When looking at our photos from Big Sur, it strikes me that taking pictures here makes you feel like a brilliant landscape photographer at the same time that it makes you feel completely inadequate trying to capture this much beauty in a simple photo.
This iconic 90 mile stretch of highway along California’s central coast is coastline by which all other coastline should be judged. There are beaches, sheer cliffs, waterfalls, craggy rock formations, as well as seals and a variety of birds. The manner in which these elements are combined is breathtaking.
Our first stop was a beach just south of the beginning of Big Sur near Point Piedras Blancas Lighthouse where elephant seals congregate.

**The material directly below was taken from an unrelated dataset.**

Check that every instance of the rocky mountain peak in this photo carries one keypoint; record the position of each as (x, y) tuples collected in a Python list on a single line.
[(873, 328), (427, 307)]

This is a rookery to which the seals return for pupping and molting, as they are at this time of year. Their visit here requires them to fast, no food or water during their month long stay.
McWay Falls is an 80 foot tall “tidefall” located within Julia Pfeiffer Burns State Park. (Notice the waterfall just to the left of center in this photo.) Originally, it fell directly into the ocean but landslides in the mid-1980’s caused an inaccessible beach to form.
In the late 1800’s, John Partington set up a business to harvest the bark of tanbark oaks. He used this cove to load his product onto ships for transport. You have to walk through a 60 foot tunnel in order to reach the cove. The trail down is a 280 elevation drop from the Big Sur highway.
Prior to the building of this bridge, traversing this section of the coastline required a trip inland of about 30 miles and was virtually impossible to make during the winter. The bridge was completed in 1932 and at a height of 280 feet is one of the tallest single span bridges in the world. This bridge, more than anything else is an icon for Big Sur.